Chicken Liver Pate with Currants Recipe

Prep Time::20 mins

Cook Time::6 mins

Additional Time:: 4 hrs

Total Time:: 4 hrs 26 mins

Servings::32

Yield::4 cups

Ingredients

½ cup dried currants

2 tablespoons brandy-based orange liqueur (such as Grand Marnier®)

1 cup butter, divided

1 onion, finely chopped

2 cloves garlic, minced

2 pounds chicken livers, trimmed

½ cup heavy whipping cream

1 teaspoon dried thyme

½ teaspoon ground allspice

salt and ground black pepper to taste

Directions

Place currants in a small bowl; cover with orange liqueur. Let soak until plump, about 1 hour.

Melt 1/4 cup butter in a large skillet over medium heat. Cook and stir onion and garlic in the hot butter until softened, about 1 minute.
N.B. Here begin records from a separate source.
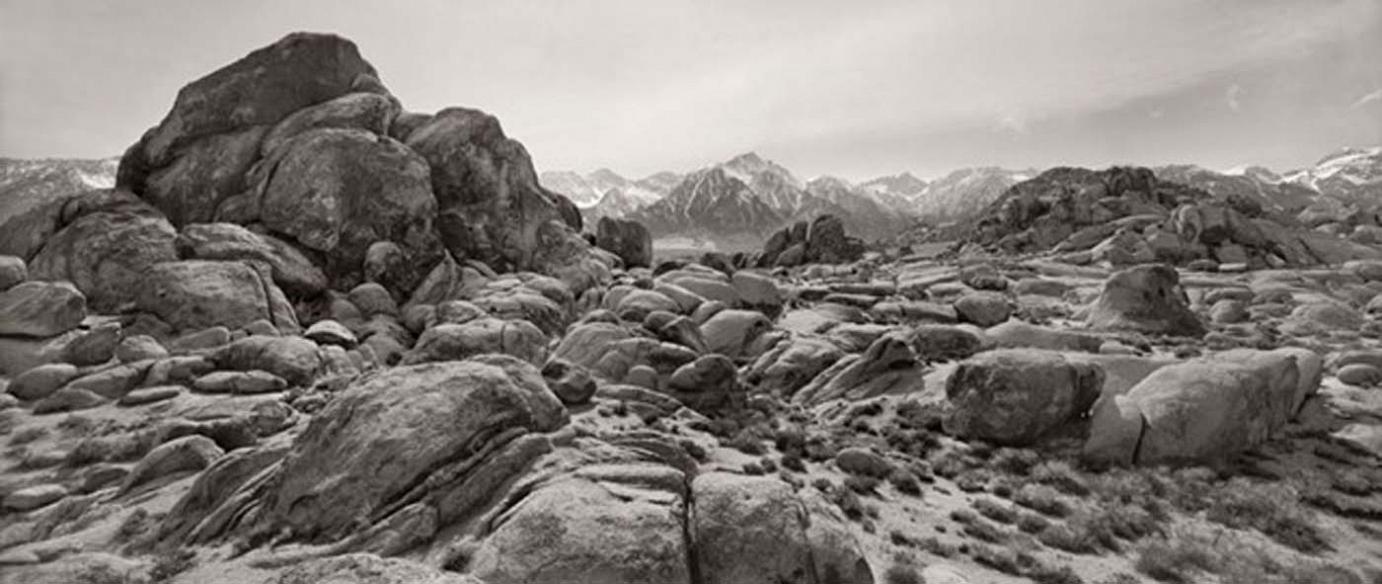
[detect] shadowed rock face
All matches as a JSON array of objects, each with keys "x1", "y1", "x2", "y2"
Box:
[
  {"x1": 1088, "y1": 265, "x2": 1205, "y2": 337},
  {"x1": 116, "y1": 33, "x2": 609, "y2": 304}
]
Add chicken livers; cook and stir until no longer pink in the center, 5 to 8 minutes.

Place remaining 3/4 cup butter, chicken liver mixture, heavy cream, thyme, and allspice in a food processor; blend until smooth. Transfer to a bowl and stir in currants and orange liqueur. Season pate with salt and pepper.

Divide pate among small ramekins. Refrigerate until firm, at least 3 hours.

Cook's Note:

If you leave out the currants, be sure to still add the orange brandy to the mix.